BERITA TERKINI
MyRepublic Air Disorot di Asian Telecom Summit 2026 sebagai Acuan Penerapan FWA di Asia Tenggara

MyRepublic Air Disorot di Asian Telecom Summit 2026 sebagai Acuan Penerapan FWA di Asia Tenggara

Implementasi Fixed Wireless Access (FWA) di Indonesia menjadi perhatian dalam forum Asian Telecom Summit 2026. Dalam ajang tersebut, MyRepublic Air—solusi FWA dari MyRepublic Indonesia—disebut sebagai salah satu tolok ukur (benchmark) pengembangan broadband di Asia Tenggara, terutama untuk pasar dengan penetrasi internet yang masih berkembang.
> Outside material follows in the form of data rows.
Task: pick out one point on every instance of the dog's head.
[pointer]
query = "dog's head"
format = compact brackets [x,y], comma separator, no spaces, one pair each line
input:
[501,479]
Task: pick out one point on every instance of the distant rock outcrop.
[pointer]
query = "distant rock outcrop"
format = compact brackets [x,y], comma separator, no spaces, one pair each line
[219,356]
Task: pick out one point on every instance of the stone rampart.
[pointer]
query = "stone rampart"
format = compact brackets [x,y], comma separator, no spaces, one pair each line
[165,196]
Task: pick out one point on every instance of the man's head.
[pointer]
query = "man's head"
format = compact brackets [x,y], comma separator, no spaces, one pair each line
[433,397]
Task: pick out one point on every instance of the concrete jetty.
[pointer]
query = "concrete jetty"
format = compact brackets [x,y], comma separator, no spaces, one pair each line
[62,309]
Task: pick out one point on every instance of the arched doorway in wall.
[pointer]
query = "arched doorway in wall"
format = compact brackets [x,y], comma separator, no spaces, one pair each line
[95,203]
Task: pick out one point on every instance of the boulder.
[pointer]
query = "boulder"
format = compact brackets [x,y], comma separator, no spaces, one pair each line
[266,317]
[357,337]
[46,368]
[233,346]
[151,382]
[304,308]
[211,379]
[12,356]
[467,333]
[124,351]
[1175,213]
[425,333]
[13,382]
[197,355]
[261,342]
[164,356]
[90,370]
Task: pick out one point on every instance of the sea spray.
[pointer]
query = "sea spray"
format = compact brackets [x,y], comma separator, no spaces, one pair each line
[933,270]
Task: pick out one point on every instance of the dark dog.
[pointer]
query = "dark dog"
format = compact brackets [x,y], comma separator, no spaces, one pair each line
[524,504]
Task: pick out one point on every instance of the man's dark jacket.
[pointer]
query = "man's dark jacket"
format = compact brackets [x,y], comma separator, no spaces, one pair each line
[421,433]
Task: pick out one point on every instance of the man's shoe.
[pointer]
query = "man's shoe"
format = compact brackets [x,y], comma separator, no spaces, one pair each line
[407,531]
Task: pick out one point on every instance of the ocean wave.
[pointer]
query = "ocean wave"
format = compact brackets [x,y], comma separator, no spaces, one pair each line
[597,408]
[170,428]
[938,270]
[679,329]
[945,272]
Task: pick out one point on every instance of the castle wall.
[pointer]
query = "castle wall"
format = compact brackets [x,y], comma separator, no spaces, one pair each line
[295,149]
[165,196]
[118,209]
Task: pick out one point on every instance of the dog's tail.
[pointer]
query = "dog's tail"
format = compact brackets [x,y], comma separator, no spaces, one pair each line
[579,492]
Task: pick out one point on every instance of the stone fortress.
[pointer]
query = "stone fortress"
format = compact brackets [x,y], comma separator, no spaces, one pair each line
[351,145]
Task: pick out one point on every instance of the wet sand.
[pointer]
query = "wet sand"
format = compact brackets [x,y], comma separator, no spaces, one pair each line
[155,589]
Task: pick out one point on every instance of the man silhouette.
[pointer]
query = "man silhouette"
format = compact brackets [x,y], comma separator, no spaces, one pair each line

Chief Executive Officer MyRepublic, Timotius Max Sulaiman, menyampaikan pandangannya dalam sesi panel bertajuk “From FWA to APIs: What Will Actually Drive Revenue Growth in South East Asia”. Ia menekankan bahwa FWA bukan sekadar tren sesaat yang dipicu oleh perkembangan 5G, melainkan strategi untuk memperluas akses broadband secara lebih konkret.

“Di Indonesia dan banyak negara Asia Tenggara, ruang pertumbuhannya masih sangat besar. Fiber tetap menjadi fondasi jangka panjang, namun implementasinya membutuhkan waktu dan investasi lebih besar. FWA memungkinkan operator bergerak lebih cepat dan efisien untuk menjangkau wilayah suburban, kota tier dua, hingga area yang belum optimal untuk fiber,” ujar Timotius.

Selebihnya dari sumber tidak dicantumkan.